Liefhebbers van kwaliteitsvee kunnen bij Eelco Zandvliet (50) goed terecht. In zijn flink bezette stal uit 1980 lopen koeien met fraaie melkskeletten, goede uiers en beste benen. De veestapel heeft een gemiddeld exterieur van bijna 85 punten en bij de laatste bedrijfsinspectie werden de vaarzen met 83,5 punten gewaardeerd. „Ik wil geen vaarzen onder de 80 punten”, aldus de veehouder. Ook wil hij geen extreme, scherpe koeien. „Die halen namelijk niet de hoogste levensduur.”

Beeld: ©Agrio / Susan Rexwinkel
De diepstrooiselboxen in de uit 1980 stammende ligboxenstal worden ingestrooid met paardenmest

Broodresten

Hoewel Eelco de Friese taal machtig is – „Op de landbouwschool moest ik wel, anders tel je niet mee” – komt de familie Zandvliet oorspronkelijk niet uit de provincie. Eelco’s ouders kwamen in 1965 vanuit het tussen Amsterdam en Haarlem gelegen Halfweg naar Terband, nabij Heerenveen, waarbij ze met zes koeien op 1,5 hectare zijn gestart. „Dat was aanvankelijk geen vetpot; mijn vader toog langs de deuren om brood-, groente- en fruitresten te verzamelen voor zijn vee”, vertelt Eelco. Zijn gedrevenheid en ondernemerschap leidden er echter wel toe dat de familie in de vroege jaren tachtig al zo’n 160 koeien molk.

Eerder al, aan het einde van de jaren zeventig, was het gezin via de ruilverkaveling naar Tjalleberd verhuisd, tegenover de huidige A-ware-fabriek.

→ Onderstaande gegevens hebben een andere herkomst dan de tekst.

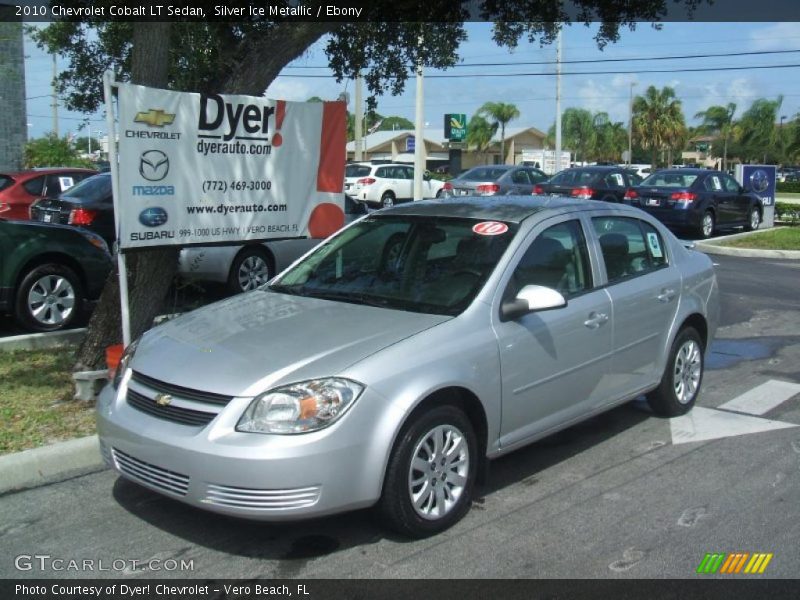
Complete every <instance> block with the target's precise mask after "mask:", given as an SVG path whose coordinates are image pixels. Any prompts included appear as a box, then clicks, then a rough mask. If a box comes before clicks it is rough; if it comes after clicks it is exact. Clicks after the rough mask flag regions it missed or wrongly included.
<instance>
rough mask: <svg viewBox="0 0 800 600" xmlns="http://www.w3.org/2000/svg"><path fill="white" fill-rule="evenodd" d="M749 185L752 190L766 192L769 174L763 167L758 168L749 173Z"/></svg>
mask: <svg viewBox="0 0 800 600" xmlns="http://www.w3.org/2000/svg"><path fill="white" fill-rule="evenodd" d="M750 187H751V188H752V189H753V191H754V192H757V193H759V194H760V193H761V192H766V191H767V188H768V187H769V175H767V173H766V171H764V170H763V169H759V170H758V171H756V172H755V173H753V174H752V175H750Z"/></svg>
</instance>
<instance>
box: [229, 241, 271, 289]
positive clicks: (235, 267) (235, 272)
mask: <svg viewBox="0 0 800 600" xmlns="http://www.w3.org/2000/svg"><path fill="white" fill-rule="evenodd" d="M270 279H272V268H271V267H270V262H269V258H268V257H267V253H266V252H265V251H264V250H262V249H261V248H258V247H252V248H245V249H244V250H242V251H241V252H239V254H238V255H237V256H236V259H235V260H234V261H233V264H232V265H231V270H230V273H229V274H228V290H229V291H230V292H231V293H233V294H241V293H242V292H249V291H250V290H254V289H256V288H257V287H259V286H261V285H263V284H265V283H266V282H267V281H269V280H270Z"/></svg>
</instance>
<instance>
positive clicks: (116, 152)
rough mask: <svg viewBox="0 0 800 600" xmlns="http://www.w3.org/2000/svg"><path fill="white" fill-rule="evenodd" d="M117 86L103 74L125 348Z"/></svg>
mask: <svg viewBox="0 0 800 600" xmlns="http://www.w3.org/2000/svg"><path fill="white" fill-rule="evenodd" d="M113 87H117V86H116V81H115V77H114V73H113V72H112V71H106V72H105V73H104V74H103V91H104V94H105V100H106V123H107V125H108V160H109V162H110V163H111V194H112V196H113V200H114V229H115V230H116V233H117V235H116V239H117V241H116V242H115V243H114V245H115V246H116V254H117V275H118V277H119V302H120V317H121V320H122V345H123V346H124V347H125V348H127V347H128V346H129V345H130V343H131V317H130V304H129V301H128V269H127V265H126V262H125V255H124V254H123V253H122V252H121V251H120V247H119V236H120V227H119V220H120V207H119V197H120V196H119V160H118V159H117V129H116V123H115V121H114V97H113V95H112V88H113Z"/></svg>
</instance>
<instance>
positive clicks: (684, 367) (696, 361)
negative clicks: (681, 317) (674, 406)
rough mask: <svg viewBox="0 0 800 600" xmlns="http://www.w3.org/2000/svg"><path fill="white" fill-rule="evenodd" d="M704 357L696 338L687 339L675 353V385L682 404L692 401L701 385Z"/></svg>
mask: <svg viewBox="0 0 800 600" xmlns="http://www.w3.org/2000/svg"><path fill="white" fill-rule="evenodd" d="M702 371H703V357H702V353H701V350H700V346H699V345H698V344H697V342H695V341H694V340H686V342H684V344H683V345H682V346H681V347H680V349H679V350H678V352H677V354H676V355H675V366H674V370H673V378H672V382H673V386H674V389H675V397H676V398H677V399H678V402H680V403H681V404H688V403H689V402H691V401H692V400H693V399H694V397H695V395H696V394H697V390H698V388H699V387H700V377H701V375H702Z"/></svg>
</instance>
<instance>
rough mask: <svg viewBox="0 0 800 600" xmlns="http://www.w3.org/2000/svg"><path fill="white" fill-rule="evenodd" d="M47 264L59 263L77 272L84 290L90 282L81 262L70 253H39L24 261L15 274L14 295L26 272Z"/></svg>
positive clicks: (75, 271)
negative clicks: (42, 265) (83, 269)
mask: <svg viewBox="0 0 800 600" xmlns="http://www.w3.org/2000/svg"><path fill="white" fill-rule="evenodd" d="M46 264H58V265H61V266H64V267H67V268H69V269H70V270H71V271H72V272H73V273H75V275H77V277H78V280H79V283H80V285H81V288H83V289H84V290H86V289H87V283H88V282H87V281H86V272H85V271H84V270H83V267H82V266H81V264H80V262H78V261H77V260H76V259H75V258H73V257H72V256H70V255H69V254H63V253H60V252H45V253H44V254H37V255H36V256H33V257H31V258H30V259H29V260H28V261H26V262H25V263H23V264H22V266H21V267H20V268H19V269H18V270H17V272H16V273H15V274H14V280H13V281H14V295H16V293H17V290H18V289H19V286H20V284H21V283H22V280H23V279H24V278H25V275H26V274H28V273H29V272H30V271H31V270H33V269H35V268H36V267H40V266H42V265H46Z"/></svg>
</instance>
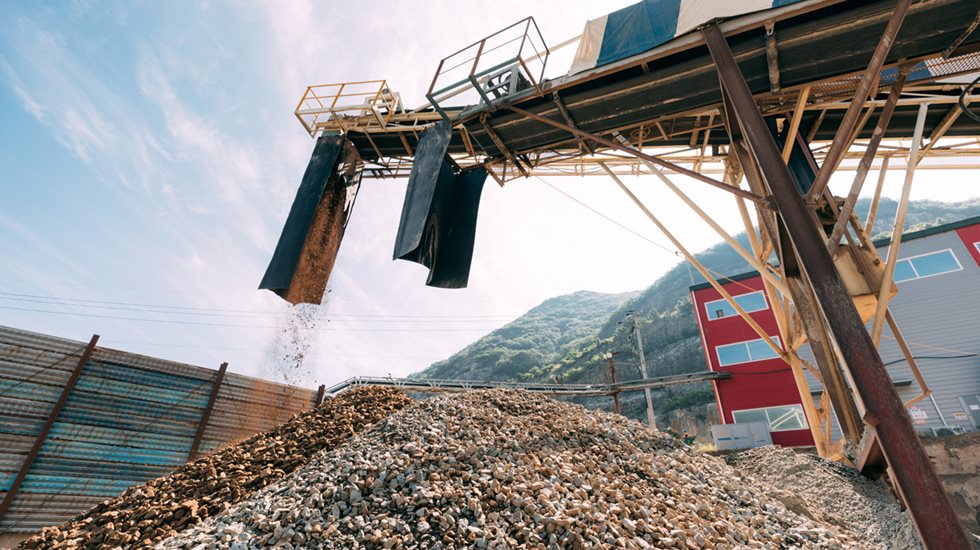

Later bleek dat Eelco en zijn jongste broer beiden boer wilden worden, maar niet samen, en werd er in 1996 een halve kilometer verderop een boerderij bijgebouwd. Vader Hans (77) ging zo met twee zoons in maatschap; Eelco bleef op de oude locatie en zijn vader ging op de nieuwe locatie met zijn jongste zoon koeien melken. De laatste is zich echter gaan richten op het loonwerk, zodat senior er tegenwoordig nog vleesvee houdt. Niet veel later kocht de gemeente de oude locatie, waarna Eelco verkaste naar het nabij gelegen Langezwaag.

Fosfaatrechten

„In 2000 kochten we onze huidige locatie van een stopper”, aldus Eelco. De start een jaar later was nog even spannend vanwege de MKZ-crisis, maar uiteindelijk kon Zandvliet er toch beginnen met 75 koeien. Hij werd al gauw zelfstandig en molk toen 6,5 ton quotum. Eelco breidde zijn bedrijf door de jaren heen gestaag uit en molk aan het eind van het quotumtijdperk 1,3 miljoen kilo melk. „We hebben eigenlijk altijd boven ons quotum gezeten en met twee fanatieke en mogelijke bedrijfsopvolgers, denk ik dat we nu ook in fosfaatrechten moeten investeren, ook al lijkt dat economisch onverantwoord, het is met land immers net zo”, aldus Eelco’s vrouw Afke.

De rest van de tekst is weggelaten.